6

I want to ask if it is possible to convert text files such as word document or text document to PDF using R ? I thought of converting it to .rmd and then to PDF using this code

require(rmarkdown)
my_text <- readLines("C:/.../track.txt")
cat(my_text, sep="  \n", file = "my_text.Rmd")
render("my_text.Rmd", pdf_document())

But it doesn't work showing this error:

> Error: Failed to compile my_text.tex.
In addition: Warning message:
running command '"pdflatex" -halt-on-error -interaction=batchmode "my_text.tex"' had status 127 

Is there any other solution ?

zx8754
  • 52,746
  • 12
  • 114
  • 209
Mouna Jmii
  • 83
  • 1
  • 1
  • 5
  • What OS are you working on? – Carl Boneri Mar 05 '18 at 15:26
  • I am using windows 7 – Mouna Jmii Mar 05 '18 at 15:30
  • You might need to install [`MikTeX`](https://miktex.org/download) and [`pandoc`](https://github.com/jgm/pandoc/releases/tag/2.1.2) – Tung Mar 05 '18 at 15:39
  • 1
    "text files such as word document or text document" - different types of file will need a different procedure.

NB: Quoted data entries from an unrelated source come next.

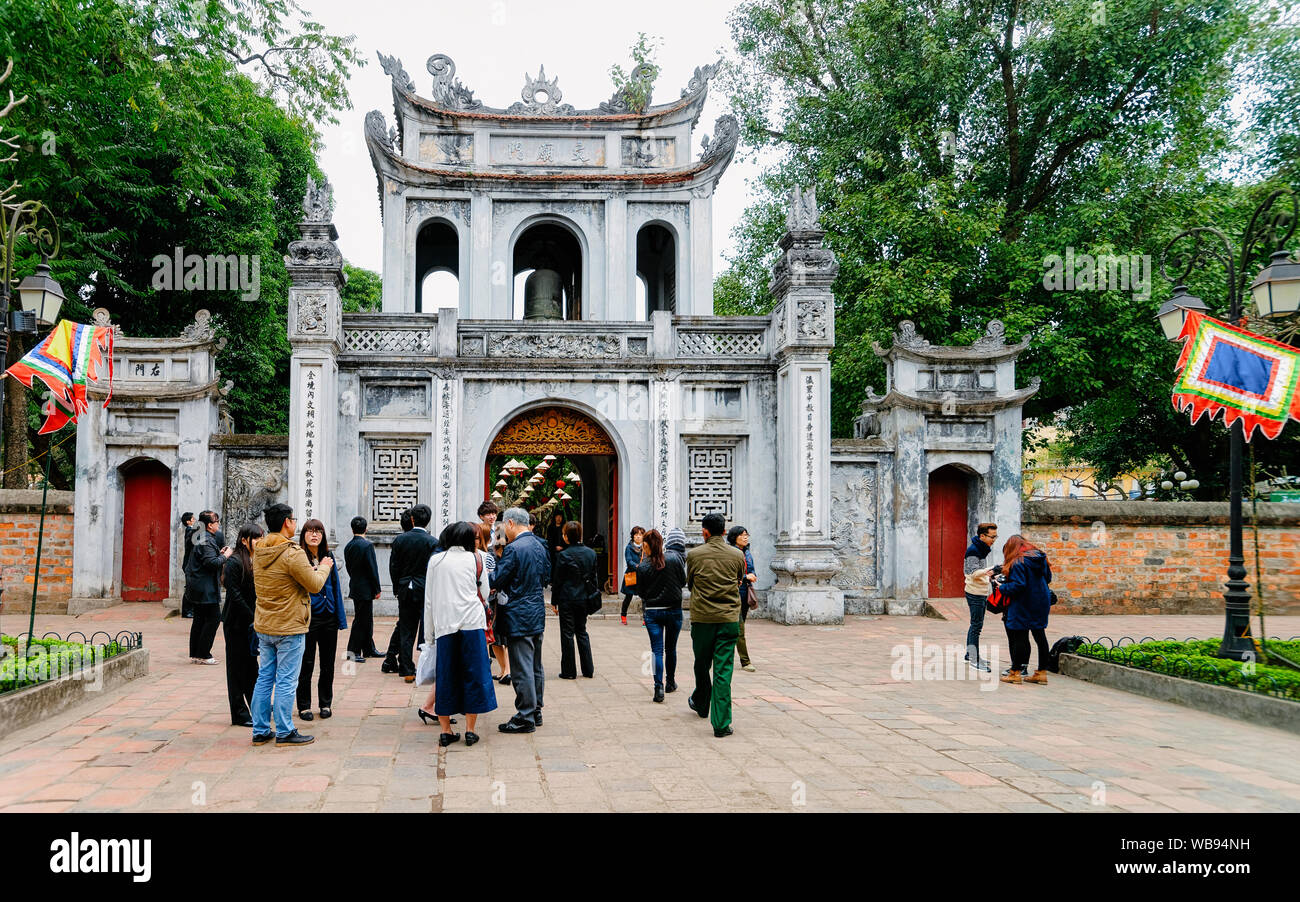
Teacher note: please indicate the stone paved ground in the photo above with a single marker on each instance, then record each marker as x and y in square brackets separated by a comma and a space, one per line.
[820, 727]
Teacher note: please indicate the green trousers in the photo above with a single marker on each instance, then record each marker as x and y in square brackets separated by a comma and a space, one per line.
[715, 647]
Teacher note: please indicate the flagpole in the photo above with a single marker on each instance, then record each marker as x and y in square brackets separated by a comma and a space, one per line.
[1270, 224]
[40, 538]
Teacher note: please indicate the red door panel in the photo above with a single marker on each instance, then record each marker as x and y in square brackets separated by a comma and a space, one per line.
[947, 533]
[146, 532]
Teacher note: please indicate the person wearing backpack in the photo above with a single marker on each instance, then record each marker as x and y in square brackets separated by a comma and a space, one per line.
[575, 581]
[1025, 585]
[978, 589]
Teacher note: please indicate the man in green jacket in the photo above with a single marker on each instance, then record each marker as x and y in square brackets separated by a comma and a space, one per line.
[282, 579]
[713, 572]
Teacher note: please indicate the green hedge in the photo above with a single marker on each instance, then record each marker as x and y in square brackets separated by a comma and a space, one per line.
[56, 658]
[1195, 659]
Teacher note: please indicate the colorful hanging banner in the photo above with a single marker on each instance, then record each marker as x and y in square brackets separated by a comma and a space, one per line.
[65, 360]
[1235, 372]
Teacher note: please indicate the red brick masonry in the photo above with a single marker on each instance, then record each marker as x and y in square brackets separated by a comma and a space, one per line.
[1160, 556]
[20, 519]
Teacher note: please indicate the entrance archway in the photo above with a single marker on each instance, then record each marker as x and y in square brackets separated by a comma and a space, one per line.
[553, 445]
[146, 530]
[948, 533]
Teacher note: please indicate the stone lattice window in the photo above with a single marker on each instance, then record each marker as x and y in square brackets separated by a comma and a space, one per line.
[394, 478]
[710, 480]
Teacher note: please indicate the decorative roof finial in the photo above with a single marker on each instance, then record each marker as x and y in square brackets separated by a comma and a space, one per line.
[802, 215]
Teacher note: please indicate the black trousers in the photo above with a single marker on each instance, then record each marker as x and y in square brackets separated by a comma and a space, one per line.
[241, 671]
[407, 632]
[203, 629]
[360, 640]
[1019, 642]
[573, 625]
[321, 633]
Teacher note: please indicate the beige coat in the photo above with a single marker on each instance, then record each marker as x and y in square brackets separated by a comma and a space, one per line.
[284, 581]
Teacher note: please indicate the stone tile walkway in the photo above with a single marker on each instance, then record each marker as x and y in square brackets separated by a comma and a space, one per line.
[823, 725]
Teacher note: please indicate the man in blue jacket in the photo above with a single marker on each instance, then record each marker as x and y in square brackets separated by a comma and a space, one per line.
[521, 573]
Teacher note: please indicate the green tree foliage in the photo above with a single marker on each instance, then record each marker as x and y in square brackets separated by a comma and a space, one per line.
[957, 144]
[364, 290]
[144, 135]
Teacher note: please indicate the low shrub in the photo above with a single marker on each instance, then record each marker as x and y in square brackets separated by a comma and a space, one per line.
[1195, 659]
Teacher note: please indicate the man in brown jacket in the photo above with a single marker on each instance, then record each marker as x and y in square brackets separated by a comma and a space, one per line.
[284, 580]
[713, 572]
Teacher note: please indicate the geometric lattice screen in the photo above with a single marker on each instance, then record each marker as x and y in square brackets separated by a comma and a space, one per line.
[394, 478]
[710, 481]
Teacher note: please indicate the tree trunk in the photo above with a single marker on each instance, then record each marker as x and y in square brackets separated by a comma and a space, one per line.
[16, 423]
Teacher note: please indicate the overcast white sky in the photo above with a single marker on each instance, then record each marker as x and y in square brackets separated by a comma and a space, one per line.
[494, 43]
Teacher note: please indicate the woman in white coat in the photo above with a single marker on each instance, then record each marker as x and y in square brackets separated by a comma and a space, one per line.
[455, 592]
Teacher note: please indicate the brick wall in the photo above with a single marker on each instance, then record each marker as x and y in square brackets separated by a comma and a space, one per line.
[1160, 556]
[20, 520]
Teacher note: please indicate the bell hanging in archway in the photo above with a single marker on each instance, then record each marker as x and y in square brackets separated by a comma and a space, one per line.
[542, 295]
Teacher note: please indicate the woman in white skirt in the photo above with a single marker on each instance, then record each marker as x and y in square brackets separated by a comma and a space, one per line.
[455, 620]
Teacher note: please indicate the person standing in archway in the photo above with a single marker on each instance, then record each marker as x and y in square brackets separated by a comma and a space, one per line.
[523, 573]
[978, 588]
[575, 580]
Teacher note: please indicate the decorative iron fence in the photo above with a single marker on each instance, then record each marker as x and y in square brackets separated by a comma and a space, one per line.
[26, 662]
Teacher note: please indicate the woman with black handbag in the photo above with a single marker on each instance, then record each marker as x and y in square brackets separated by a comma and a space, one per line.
[237, 625]
[1028, 602]
[575, 575]
[739, 537]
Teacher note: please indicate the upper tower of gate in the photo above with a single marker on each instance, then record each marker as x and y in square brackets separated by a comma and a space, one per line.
[542, 211]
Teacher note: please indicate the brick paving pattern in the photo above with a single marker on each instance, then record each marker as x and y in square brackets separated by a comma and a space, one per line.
[823, 725]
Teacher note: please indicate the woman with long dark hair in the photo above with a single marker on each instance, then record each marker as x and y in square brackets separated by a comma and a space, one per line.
[661, 577]
[632, 556]
[455, 619]
[1025, 584]
[328, 619]
[237, 625]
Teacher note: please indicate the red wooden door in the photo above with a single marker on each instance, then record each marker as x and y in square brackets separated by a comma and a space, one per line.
[947, 532]
[146, 532]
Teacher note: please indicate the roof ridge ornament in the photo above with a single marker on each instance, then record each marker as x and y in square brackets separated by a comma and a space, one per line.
[531, 105]
[393, 69]
[804, 215]
[724, 141]
[620, 102]
[700, 81]
[447, 90]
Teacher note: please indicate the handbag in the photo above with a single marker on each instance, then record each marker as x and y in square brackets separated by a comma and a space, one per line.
[427, 664]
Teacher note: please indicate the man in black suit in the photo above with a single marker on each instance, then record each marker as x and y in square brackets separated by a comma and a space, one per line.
[363, 588]
[203, 586]
[407, 564]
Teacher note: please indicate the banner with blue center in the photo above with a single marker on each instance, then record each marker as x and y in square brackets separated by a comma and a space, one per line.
[1230, 371]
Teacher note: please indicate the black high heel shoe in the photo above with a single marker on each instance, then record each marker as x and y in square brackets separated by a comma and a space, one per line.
[430, 718]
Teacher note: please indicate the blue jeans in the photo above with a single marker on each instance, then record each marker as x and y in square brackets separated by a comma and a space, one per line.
[663, 625]
[281, 657]
[976, 605]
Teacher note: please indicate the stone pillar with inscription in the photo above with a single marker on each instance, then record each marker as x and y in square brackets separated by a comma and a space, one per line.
[315, 332]
[804, 334]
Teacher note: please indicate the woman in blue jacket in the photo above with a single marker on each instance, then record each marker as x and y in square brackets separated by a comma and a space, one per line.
[328, 619]
[1025, 584]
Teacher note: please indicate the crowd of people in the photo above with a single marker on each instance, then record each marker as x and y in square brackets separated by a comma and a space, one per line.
[469, 597]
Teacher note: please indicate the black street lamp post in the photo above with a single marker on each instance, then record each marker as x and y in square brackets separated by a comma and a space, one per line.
[1273, 222]
[40, 295]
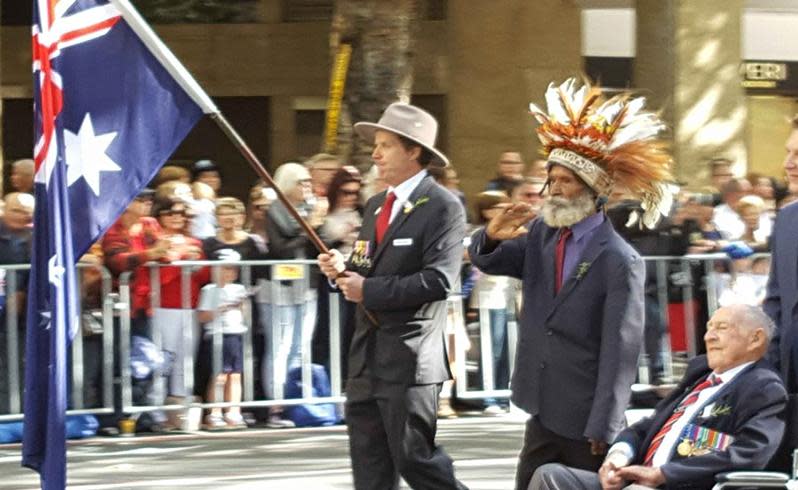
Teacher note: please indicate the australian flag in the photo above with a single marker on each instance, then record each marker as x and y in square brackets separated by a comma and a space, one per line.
[108, 114]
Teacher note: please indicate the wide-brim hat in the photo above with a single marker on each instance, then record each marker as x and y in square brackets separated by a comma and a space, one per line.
[410, 122]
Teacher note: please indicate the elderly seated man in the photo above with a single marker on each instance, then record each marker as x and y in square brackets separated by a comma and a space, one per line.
[726, 414]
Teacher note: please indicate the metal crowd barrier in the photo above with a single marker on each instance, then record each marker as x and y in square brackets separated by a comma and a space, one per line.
[685, 280]
[680, 286]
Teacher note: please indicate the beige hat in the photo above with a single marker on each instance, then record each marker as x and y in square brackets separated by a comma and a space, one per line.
[408, 121]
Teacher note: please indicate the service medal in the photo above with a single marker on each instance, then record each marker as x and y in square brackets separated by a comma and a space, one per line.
[685, 448]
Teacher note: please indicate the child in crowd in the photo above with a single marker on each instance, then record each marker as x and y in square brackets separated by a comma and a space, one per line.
[203, 208]
[221, 309]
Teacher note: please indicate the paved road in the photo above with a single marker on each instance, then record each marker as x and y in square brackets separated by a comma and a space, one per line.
[484, 450]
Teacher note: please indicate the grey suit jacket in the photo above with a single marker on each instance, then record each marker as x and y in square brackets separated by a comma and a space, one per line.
[781, 299]
[408, 278]
[577, 350]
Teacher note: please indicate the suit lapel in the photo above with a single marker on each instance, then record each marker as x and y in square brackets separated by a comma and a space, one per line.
[420, 190]
[791, 246]
[594, 248]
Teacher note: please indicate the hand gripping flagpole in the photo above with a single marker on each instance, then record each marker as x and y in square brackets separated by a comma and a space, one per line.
[201, 98]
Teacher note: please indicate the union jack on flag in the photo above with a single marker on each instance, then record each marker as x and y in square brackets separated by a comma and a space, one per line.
[107, 116]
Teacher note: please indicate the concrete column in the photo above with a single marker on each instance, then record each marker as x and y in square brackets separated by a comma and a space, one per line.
[269, 11]
[502, 55]
[2, 146]
[283, 130]
[687, 62]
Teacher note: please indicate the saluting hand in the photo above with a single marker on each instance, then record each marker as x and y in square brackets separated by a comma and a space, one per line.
[351, 284]
[510, 222]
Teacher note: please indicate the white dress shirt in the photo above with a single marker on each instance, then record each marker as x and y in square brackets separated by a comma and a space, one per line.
[622, 453]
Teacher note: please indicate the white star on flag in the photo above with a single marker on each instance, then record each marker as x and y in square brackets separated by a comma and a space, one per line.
[85, 155]
[55, 272]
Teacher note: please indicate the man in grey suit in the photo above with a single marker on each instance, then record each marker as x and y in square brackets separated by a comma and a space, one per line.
[404, 263]
[581, 328]
[782, 291]
[781, 299]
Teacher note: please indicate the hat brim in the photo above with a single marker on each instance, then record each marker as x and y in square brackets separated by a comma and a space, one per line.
[366, 131]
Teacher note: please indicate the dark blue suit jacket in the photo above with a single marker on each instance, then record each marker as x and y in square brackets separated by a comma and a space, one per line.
[756, 399]
[408, 277]
[577, 350]
[782, 295]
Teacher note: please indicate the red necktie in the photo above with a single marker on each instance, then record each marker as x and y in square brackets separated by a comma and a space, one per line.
[691, 398]
[384, 218]
[560, 251]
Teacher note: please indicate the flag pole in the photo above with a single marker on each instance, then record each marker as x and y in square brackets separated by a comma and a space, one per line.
[253, 161]
[201, 98]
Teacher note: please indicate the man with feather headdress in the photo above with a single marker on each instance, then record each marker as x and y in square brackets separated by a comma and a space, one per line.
[582, 320]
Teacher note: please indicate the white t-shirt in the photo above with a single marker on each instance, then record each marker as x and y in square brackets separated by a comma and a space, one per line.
[229, 299]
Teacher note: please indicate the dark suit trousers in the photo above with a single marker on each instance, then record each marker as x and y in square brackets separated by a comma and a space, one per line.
[392, 432]
[543, 446]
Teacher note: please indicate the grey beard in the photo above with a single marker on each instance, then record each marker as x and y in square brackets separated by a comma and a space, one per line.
[559, 212]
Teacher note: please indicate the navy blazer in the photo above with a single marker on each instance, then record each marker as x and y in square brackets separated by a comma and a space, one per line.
[781, 299]
[755, 398]
[577, 350]
[408, 278]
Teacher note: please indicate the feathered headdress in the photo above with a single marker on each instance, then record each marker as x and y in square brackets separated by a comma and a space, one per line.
[608, 141]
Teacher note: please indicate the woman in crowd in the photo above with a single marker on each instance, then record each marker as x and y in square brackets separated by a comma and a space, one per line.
[291, 308]
[174, 317]
[491, 295]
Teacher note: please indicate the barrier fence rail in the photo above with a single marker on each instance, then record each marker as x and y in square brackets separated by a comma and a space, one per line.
[280, 314]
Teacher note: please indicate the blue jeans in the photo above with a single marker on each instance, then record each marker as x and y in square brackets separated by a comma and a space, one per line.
[501, 364]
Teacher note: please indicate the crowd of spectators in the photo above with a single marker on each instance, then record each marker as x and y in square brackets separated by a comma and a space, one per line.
[183, 217]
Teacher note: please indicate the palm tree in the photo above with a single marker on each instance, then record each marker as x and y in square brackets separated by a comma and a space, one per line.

You may like to narrow the scope of your question – dww Mar 05 '18 at 16:43
  • Ok here's the answer if you still work on with your projects https://stackoverflow.com/a/46658645/15027157 The idea of the post is to convert those docx into html than to pdf 'cause we don't have much choice and that's is the only answer I've been working for days Have a nice day! – Ralph Aug 02 '21 at 07:20
  • You can check the following answers : https://stackoverflow.com/questions/49113503/how-to-convert-docx-to-pdf – Emmanuel Hamel Apr 19 '23 at 01:12

3 Answers3

6

.txt to .pdf

Install wkhtmltopdf and then from R run the following. Change the first three lines as appropriate depending on where wkhtmltopdf is on your system and depending on the input and output file paths and names.

wkhtmltopdf <- "C:\\Program Files\\wkhtmltopdf\\bin\\wkhtmltopdf.exe"
input <- "in.txt"
output <- "out.pdf"
cmd <- sprintf('"%s" "%s" -o "%s"', wkhtmltopdf, input, output)
shell(cmd)

.docx to .pdf

Install pandoc, modify the first three lines below as needed and run. How well this works may vary depending on your input.

pandoc <- "C:\\Program Files (x86)\\Pandoc\\pandoc.exe"
input <- "in.docx"
output <- "out.pdf"
cmd <- sprintf('"%s" "%s" -o "%s"', pandoc, input, output)
shell(cmd)
G. Grothendieck
  • 254,981
  • 17
  • 203
  • 341
  • still having an error, I think that it is related to my computer: Warning messages: 1: running command 'C:\Windows\system32\cmd.exe /c "C://Program Files (x86)/Pandoc/pandoc.exe" "C:/Users/../TMP-GAF01 - Curriculum Vitae_MJ.doc" -o "C:/Users/../CV_J.pdf"' had status 1 2: In shell(cmd) : l'exécution de '"C://Program Files (x86)/Pandoc/pandoc.exe" "C:/Users/.../TMP-- Curriculum.doc" -o "C:/Users/.../CV_J.pdf"' a échoué avec le code d'erreur 1. – Mouna Jmii Mar 06 '18 at 12:33
  • 1
    The question is about `.docx` files. That is *not* the same as `.doc`. – G. Grothendieck Mar 07 '18 at 02:57
5

I absolutely have not been able to make the Pandoc method work for me.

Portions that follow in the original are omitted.